The remaining grenadiers launched their shoulder-fired rockets. Any one of the rockets would have had enough power to demolish the building; three rockets struck, hitting central spots that supported the weight of the building.
The smoke from the rockets still hung in the air as they exploded in flashes of white and yellow and red. Shaken down to its foundation, the building fell apart. Its outer walls toppled; its insides collapsed deck upon deck. Alarms roared in the night, and a tide of rubble washed into the street. No fire, no flames, but an eerie orange glow showed through the rubble.
• • •
It just never gets old,
General MacAvoy thought as he surveyed the aftermath. The building, now a hill of concrete and broken glass, glowed. The demolition had not been neat, but it had been thorough.
He walked around the foot of the mountain and listened to trapped Unifieds crying for help through his earpiece. Some begged for their lives. Some bargained.
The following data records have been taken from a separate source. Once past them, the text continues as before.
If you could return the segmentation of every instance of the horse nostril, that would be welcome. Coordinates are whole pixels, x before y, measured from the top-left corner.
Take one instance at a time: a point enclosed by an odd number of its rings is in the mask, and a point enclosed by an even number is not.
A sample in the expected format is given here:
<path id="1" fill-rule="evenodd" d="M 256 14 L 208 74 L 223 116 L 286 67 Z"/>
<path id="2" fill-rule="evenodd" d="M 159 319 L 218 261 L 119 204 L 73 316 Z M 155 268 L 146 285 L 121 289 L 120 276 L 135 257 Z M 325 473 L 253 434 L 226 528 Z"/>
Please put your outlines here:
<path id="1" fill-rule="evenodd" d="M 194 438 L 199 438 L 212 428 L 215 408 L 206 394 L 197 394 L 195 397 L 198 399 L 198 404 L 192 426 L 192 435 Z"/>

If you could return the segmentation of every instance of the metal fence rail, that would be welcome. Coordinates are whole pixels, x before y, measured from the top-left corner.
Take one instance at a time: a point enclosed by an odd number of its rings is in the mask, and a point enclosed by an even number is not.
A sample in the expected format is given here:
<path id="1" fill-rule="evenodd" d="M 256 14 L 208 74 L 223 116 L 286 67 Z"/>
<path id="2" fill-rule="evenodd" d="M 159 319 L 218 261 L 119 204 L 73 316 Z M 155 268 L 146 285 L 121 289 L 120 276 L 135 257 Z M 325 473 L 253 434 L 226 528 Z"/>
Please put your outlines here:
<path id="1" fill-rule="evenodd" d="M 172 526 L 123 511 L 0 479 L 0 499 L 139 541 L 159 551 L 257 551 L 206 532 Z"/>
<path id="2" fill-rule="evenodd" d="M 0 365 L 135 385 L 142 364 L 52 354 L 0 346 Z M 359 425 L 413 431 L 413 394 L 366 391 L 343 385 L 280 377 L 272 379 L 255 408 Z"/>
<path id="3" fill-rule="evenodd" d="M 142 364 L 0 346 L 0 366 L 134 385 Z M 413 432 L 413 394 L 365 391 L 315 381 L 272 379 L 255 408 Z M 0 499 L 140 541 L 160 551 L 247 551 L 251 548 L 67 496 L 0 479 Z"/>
MacAvoy was not the man who invented the tactic of demolishing buildings on top of troops in impervious armor; that had been Harris. MacAvoy admired the initiative and creativity of Harris’s idea.
If you can’t hurt the enemy, bury him.
On his earpiece, he heard an officer shout, “Who is in charge out there? Who is your commanding officer? I want to speak to him.”
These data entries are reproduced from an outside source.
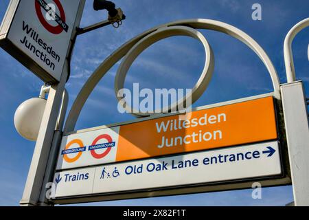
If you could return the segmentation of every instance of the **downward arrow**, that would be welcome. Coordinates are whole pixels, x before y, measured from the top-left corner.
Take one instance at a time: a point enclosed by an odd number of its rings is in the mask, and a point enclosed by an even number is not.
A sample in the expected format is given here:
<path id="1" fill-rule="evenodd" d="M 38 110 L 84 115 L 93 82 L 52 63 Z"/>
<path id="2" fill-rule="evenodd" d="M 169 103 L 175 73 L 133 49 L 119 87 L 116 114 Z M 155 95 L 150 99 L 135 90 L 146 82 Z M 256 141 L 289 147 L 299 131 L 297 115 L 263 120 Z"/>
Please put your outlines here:
<path id="1" fill-rule="evenodd" d="M 58 175 L 57 178 L 56 178 L 55 181 L 57 184 L 59 184 L 60 182 L 62 179 L 62 178 L 60 177 L 60 174 Z"/>
<path id="2" fill-rule="evenodd" d="M 268 153 L 268 155 L 267 155 L 268 157 L 271 157 L 275 153 L 275 152 L 276 152 L 276 150 L 275 150 L 271 146 L 267 146 L 267 148 L 268 149 L 268 151 L 263 151 L 263 153 Z"/>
MacAvoy chuckled. Back on Terraneau, where Harris had first employed this tactic, the Marines had referred to the voices as “ghosts.” It made sense. They were calling from their graves. One thing was certain—no one under his command would dig these bastards out.
• • •
MacAvoy thought he had turned the tide of battle. He didn’t know that the H Street building was one of ten buildings that the Unifieds had selected as launch points of a major assault. Sometimes, what you don’t know can kill you.